Não estamos falando de uma obra de Silvia Federici, a intelectual pop cujos escritos sobre o trabalho não remunerado das mulheres viraram até estampa de pano de prato, mas de “O Arcano da Reprodução”, de Leopoldina Fortunati, obra referencial que a Boitempo traduz pela primeira vez.
Contemporânea e colaboradora de Federici, Fortunati desenvolveu a tese do livro durante a campanha “Wages for Housework” (salários para o trabalho doméstico), nos anos 1970. “Demorei dez anos para terminar, porque estávamos tão envolvidas nas atividades políticas que era impossível ter tempo para sentar e escrever”, diz Fortunati, de 76 anos, à Folha.
Publicado na Itália em 1981, o livro expande a tese de que o trabalho não remunerado dentro das famílias é produtivo no sentido marxista da palavra, ou seja, gera valor para o capitalismo.

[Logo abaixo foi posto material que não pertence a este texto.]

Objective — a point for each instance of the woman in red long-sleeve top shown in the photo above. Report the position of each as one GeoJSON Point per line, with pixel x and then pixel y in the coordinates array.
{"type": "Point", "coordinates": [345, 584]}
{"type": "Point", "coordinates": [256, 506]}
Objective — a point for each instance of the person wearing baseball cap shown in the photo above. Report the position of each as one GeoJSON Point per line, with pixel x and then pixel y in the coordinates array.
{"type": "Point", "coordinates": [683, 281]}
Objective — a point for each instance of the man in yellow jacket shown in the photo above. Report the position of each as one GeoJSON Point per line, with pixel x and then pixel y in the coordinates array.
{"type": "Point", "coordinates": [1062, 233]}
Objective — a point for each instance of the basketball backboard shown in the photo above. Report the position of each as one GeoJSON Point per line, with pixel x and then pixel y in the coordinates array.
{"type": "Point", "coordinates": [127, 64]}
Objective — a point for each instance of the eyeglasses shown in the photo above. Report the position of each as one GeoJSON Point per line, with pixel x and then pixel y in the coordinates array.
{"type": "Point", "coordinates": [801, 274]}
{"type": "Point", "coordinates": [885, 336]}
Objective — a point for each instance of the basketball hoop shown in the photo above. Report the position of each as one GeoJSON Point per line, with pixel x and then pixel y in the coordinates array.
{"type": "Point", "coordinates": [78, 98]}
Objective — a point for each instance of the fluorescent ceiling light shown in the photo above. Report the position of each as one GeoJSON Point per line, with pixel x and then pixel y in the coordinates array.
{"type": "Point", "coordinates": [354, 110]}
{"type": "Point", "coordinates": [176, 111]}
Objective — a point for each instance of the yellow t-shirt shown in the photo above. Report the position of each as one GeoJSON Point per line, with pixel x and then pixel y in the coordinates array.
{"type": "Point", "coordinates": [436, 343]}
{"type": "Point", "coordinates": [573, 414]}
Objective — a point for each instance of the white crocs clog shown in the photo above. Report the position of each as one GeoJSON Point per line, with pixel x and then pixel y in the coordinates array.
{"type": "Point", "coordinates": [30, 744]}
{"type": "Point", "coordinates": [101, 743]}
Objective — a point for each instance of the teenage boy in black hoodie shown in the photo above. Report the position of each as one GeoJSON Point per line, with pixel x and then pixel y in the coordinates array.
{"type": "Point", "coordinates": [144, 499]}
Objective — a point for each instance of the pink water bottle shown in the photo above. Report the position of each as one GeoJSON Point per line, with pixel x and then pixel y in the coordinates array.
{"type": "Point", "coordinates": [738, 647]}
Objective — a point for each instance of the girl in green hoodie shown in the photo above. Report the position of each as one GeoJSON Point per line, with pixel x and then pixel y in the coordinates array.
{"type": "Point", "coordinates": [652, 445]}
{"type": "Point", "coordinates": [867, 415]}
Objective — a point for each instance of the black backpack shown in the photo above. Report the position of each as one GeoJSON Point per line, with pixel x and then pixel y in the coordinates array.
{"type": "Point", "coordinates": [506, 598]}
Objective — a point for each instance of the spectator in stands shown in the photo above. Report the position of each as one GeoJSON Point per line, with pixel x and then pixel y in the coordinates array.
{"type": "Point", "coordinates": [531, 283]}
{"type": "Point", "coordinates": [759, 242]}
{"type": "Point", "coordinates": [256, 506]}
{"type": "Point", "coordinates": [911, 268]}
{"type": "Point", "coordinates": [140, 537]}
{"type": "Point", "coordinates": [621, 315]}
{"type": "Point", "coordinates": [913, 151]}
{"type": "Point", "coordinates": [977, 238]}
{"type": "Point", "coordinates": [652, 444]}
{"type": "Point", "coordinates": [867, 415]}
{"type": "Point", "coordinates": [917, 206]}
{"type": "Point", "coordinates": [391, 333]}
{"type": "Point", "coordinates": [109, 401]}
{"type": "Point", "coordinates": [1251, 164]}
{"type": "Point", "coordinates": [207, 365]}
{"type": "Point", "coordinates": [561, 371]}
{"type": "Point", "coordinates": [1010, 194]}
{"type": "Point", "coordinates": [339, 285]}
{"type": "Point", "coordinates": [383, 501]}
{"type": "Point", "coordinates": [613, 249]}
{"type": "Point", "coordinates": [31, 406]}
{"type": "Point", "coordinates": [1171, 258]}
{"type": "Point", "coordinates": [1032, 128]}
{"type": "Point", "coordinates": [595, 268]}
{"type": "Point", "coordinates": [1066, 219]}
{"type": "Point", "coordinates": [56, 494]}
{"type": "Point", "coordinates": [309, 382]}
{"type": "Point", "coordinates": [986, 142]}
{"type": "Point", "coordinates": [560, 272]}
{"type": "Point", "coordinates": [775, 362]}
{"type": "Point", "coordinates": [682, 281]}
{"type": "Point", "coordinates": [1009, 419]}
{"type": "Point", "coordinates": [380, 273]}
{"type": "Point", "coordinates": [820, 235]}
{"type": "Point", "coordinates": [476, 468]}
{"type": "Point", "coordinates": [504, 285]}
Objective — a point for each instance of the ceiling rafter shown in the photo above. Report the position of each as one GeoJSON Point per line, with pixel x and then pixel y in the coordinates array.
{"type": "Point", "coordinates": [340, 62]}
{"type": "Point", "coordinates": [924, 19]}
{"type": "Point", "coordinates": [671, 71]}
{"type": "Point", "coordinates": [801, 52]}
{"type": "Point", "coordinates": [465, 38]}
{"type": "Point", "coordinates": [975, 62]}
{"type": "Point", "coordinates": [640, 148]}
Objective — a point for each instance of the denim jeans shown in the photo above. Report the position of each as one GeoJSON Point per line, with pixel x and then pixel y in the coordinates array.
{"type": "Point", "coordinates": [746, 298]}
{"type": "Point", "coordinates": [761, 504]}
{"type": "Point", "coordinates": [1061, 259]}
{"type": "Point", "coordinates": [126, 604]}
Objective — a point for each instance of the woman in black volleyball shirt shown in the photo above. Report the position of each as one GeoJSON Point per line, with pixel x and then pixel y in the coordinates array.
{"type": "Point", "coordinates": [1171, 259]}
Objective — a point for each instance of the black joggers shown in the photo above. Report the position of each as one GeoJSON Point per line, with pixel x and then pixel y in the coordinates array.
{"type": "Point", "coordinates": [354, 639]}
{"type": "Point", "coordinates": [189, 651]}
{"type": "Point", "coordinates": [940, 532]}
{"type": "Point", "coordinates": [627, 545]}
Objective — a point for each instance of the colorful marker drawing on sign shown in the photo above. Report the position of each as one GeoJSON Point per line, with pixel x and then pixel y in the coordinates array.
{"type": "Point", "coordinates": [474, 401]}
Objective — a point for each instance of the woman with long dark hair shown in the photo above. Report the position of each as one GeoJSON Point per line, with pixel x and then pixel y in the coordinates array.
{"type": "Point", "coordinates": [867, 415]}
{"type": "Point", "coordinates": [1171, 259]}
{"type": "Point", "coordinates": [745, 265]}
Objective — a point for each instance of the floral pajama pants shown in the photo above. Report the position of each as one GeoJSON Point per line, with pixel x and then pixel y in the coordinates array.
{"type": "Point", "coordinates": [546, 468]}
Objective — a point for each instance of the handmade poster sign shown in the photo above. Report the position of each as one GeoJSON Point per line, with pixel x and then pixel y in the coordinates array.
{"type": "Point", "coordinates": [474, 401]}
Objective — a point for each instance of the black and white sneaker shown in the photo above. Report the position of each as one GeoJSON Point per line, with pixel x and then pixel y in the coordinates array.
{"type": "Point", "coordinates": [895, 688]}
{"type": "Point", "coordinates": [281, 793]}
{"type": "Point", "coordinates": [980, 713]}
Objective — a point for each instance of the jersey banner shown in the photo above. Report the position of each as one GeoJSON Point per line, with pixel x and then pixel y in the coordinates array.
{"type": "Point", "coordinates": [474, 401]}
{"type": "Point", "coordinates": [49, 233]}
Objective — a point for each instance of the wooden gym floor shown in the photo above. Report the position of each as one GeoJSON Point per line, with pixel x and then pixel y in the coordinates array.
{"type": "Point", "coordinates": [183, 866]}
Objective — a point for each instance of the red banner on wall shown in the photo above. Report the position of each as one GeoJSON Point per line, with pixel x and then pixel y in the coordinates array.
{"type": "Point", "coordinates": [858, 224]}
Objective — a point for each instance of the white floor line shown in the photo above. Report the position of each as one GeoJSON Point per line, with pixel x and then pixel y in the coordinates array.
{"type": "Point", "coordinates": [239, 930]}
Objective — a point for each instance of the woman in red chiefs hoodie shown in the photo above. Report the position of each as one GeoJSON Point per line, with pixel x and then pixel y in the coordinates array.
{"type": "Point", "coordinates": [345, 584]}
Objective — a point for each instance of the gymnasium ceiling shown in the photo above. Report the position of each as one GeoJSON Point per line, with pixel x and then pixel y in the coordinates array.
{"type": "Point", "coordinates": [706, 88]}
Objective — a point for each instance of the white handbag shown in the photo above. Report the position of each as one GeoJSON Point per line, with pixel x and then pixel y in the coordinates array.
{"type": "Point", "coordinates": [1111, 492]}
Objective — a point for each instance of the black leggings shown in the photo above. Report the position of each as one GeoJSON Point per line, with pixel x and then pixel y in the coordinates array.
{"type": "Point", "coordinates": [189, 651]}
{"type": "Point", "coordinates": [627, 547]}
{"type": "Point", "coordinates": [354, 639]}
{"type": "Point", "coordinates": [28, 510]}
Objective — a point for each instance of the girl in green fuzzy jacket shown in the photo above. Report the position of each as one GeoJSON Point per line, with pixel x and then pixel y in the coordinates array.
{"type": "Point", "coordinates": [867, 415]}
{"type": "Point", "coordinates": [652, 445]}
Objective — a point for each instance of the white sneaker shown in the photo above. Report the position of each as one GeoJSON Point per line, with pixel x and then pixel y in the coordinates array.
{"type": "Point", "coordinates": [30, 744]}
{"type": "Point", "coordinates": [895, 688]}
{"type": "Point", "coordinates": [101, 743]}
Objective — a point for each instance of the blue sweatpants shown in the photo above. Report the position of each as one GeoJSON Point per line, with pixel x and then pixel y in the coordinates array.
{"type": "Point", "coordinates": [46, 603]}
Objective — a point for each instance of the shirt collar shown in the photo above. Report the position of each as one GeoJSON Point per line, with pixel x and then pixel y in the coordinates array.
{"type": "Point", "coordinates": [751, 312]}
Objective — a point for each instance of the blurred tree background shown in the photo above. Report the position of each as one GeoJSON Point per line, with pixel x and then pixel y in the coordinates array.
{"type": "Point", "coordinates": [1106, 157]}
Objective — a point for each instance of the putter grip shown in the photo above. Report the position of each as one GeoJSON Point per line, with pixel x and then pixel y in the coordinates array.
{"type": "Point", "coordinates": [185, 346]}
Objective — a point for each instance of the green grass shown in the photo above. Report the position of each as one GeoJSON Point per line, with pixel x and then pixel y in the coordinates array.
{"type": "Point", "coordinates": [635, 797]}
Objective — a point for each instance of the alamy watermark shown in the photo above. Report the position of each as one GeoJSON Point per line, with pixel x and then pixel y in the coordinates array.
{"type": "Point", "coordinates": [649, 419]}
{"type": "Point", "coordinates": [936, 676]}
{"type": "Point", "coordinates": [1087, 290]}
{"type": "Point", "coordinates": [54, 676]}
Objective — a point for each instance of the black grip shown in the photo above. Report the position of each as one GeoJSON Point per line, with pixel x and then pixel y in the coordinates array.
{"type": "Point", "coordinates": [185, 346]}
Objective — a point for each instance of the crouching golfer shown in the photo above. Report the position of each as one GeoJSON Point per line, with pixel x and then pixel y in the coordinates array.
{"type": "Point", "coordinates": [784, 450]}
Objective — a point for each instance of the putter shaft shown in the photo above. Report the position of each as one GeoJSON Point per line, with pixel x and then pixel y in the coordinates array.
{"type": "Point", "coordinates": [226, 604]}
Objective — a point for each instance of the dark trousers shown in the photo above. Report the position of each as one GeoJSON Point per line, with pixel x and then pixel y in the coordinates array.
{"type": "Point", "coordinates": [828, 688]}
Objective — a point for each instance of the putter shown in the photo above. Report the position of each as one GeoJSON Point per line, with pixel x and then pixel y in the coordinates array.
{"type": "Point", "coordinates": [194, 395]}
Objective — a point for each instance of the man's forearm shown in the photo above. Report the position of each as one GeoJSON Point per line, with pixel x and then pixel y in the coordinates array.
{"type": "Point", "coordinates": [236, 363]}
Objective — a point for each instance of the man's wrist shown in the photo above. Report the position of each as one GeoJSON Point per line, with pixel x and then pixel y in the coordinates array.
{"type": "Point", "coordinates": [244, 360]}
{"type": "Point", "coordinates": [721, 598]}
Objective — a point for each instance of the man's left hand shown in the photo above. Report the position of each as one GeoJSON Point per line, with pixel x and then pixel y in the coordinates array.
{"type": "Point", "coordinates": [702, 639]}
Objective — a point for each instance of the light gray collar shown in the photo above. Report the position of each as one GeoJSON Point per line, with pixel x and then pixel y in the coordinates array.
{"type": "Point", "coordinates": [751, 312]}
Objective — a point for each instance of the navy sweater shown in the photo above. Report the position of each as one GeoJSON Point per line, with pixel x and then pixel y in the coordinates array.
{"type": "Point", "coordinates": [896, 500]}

Fortunati destrincha as dimensões do trabalho reprodutivo, que no livro inclui a criação dos filhos e o cuidado doméstico, mas também o trabalho sexual, a prostituição.
A socióloga afirma que o capitalismo só aprofundou as desigualdades entre homens e mulheres. O operário teria uma relação direta com o capital por meio do trabalho assalariado, enquanto a mulher é vista como “uma força natural” dentro de casa.
Essa divisão, argumenta a autora, interessa ao sistema porque diminui os custos de produção, já que metade da força de trabalho —a que produz novos trabalhadores, os cria e faz refeições— sai de graça.
Além disso, a autora categoriza a prostituição como um trabalho “indiretamente assalariado”. A autora defende que o ganhador principal das relações entre cliente e trabalhadora sexual é o capital. Nessa concepção, o sistema usa a força de trabalho feminina para satisfazer uma necessidade do operário masculino —o sexo— sem se responsabilizar diretamente pelo pagamento disso.
Mais do que isso: enquanto o operário é visto como livre para trocar sua força de trabalho na fábrica, a prostituta é criminalizada, o que diminui sua capacidade de organização em sindicatos, por exemplo, para lutar contra sua exploração.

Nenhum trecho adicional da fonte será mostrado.